Setting aside the fact that the scent of gunpowder is thick in the air, this series of unfortunate events will undoubtedly affect France’s economy, but few analysts expect a prolonged economic impact or change in its prevailing market directions, and that global markets will not see any knee-jerk reactions due to the fact that markets had the weekend to digest all the information. The possible fallout for financial markets when they open trading again will most likely be felt by these four following asset markets: oil, volatility, gold, and the Euro.

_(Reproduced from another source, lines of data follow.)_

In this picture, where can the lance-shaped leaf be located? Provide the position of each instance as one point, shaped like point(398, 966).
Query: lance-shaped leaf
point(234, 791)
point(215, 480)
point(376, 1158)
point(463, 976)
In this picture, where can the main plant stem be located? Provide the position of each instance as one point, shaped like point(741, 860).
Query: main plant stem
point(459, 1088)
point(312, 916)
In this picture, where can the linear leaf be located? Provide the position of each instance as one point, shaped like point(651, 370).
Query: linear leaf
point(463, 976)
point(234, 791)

Well, enough with the background story. The question here is, will the recent Paris attacks affect Malaysia?
The short answer is no.
Outside France, not many expect a market shock as significant as the one in 2001, when the World Trade Centre in New York was attacked and destroyed. It is only France’s tourism and luxury goods industry that will suffer for a while, as travellers opt for other destinations. The Paris attacks were seen causing a short-term sell-off in global stock markets and Asian shares fell on Monday, but few strategists expected a prolonged economic impact or change in prevailing market directions.
Closer to home, Defence Minister Datuk Seri Hishamuddin Hussein said that he had received intelligence reports that several Malaysian leaders are now on the Islamic State (IS) target list, including himself. It is believed that the terrorist group wants to kidnap leaders whom they regard as tagut (those who have crossed religious boundaries), and have threatened action against police officers and army personnel whom they perceive as supportive of tagut leaders.

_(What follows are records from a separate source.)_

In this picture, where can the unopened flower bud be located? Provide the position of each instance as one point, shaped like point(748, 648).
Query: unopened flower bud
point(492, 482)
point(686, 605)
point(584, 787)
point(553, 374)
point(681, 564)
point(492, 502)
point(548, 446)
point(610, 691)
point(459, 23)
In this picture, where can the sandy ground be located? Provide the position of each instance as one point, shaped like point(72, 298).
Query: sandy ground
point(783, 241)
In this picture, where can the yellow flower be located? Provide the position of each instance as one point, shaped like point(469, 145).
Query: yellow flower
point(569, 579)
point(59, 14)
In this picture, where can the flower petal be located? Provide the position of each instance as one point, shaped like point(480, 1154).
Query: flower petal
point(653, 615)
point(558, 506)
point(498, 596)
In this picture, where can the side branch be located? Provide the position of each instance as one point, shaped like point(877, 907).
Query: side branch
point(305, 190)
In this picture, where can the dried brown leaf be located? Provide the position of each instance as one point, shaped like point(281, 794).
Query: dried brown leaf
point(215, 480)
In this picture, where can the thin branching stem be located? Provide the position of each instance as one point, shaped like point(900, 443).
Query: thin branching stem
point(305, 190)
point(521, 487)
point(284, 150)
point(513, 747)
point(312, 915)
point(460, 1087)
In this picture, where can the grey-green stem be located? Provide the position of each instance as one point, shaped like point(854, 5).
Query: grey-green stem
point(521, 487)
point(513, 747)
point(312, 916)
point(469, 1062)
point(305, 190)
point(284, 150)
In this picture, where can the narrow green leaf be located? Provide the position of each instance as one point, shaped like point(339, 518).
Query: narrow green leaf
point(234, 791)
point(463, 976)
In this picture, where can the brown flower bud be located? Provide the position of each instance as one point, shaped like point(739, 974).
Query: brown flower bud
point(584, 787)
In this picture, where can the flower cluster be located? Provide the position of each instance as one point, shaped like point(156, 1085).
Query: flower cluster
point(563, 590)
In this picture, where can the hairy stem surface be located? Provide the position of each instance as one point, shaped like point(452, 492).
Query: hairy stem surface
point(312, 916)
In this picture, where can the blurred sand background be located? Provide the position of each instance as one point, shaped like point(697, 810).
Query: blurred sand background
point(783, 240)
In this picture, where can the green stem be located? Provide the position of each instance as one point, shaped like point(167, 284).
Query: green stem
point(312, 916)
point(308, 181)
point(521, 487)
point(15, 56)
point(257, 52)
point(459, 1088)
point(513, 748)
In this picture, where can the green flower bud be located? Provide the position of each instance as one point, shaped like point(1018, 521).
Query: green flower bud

However, the threat of ISIS does not seem to loom large in many Malaysians’ minds, although there have been reports of Malaysians joining the terrorist group, and just yesterday, news that it was planning to form a Southeast Asian branch. Many are of the view that Malaysia, being a country with a predominantly Muslim population, will be safe from IS threats, or at least safer than many other Western or Asian countries.

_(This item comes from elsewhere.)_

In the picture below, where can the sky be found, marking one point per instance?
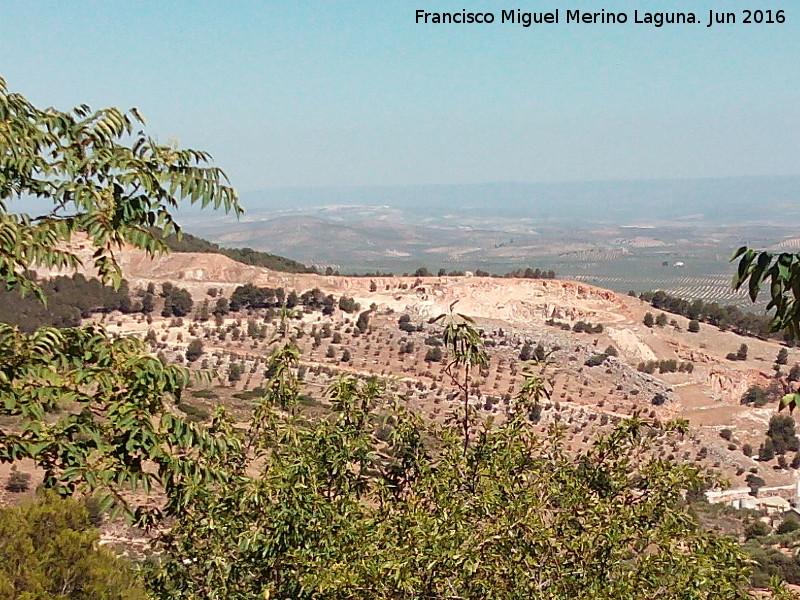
(352, 93)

Of course, with US President Barack Obama, Russian Prime Minister Dmitry Medvedev and a host of other world leaders due to arrive this weekend for the ASEAN Summit at Kuala Lumpur Convention Centre, it is only natural for the authorities to amp up their already tight security in wake of the attacks, not only in Paris, but also in Beirut, Lebanon; Bagdad, Iraq; and Syria, among many others. Our police force and military have to be extra vigilant in order to prevent anything unfortunate from happening, and to ensure that not only our foreign guests, but also normal everyday citizens, are kept safe from harm.
Remember the Thailand shrine bombing in August that killed more than 20 people? Although it was found to be the work of a disgruntled organisation in retaliation for deportation of its members, and not the IS, the idea is the same: for a country that relies heavily on tourism as a major (if not main) source of income, an attack like this will mean its economy taking a hit as well.
And Malaysia definitely cannot afford to have its already weak economy and precarious political situation exacerbated any further.
Meanwhile, I would highly recommend avoiding the Kuala Lumpur city centre area this coming weekend (unless you’re working or have to attend to business)… just in case.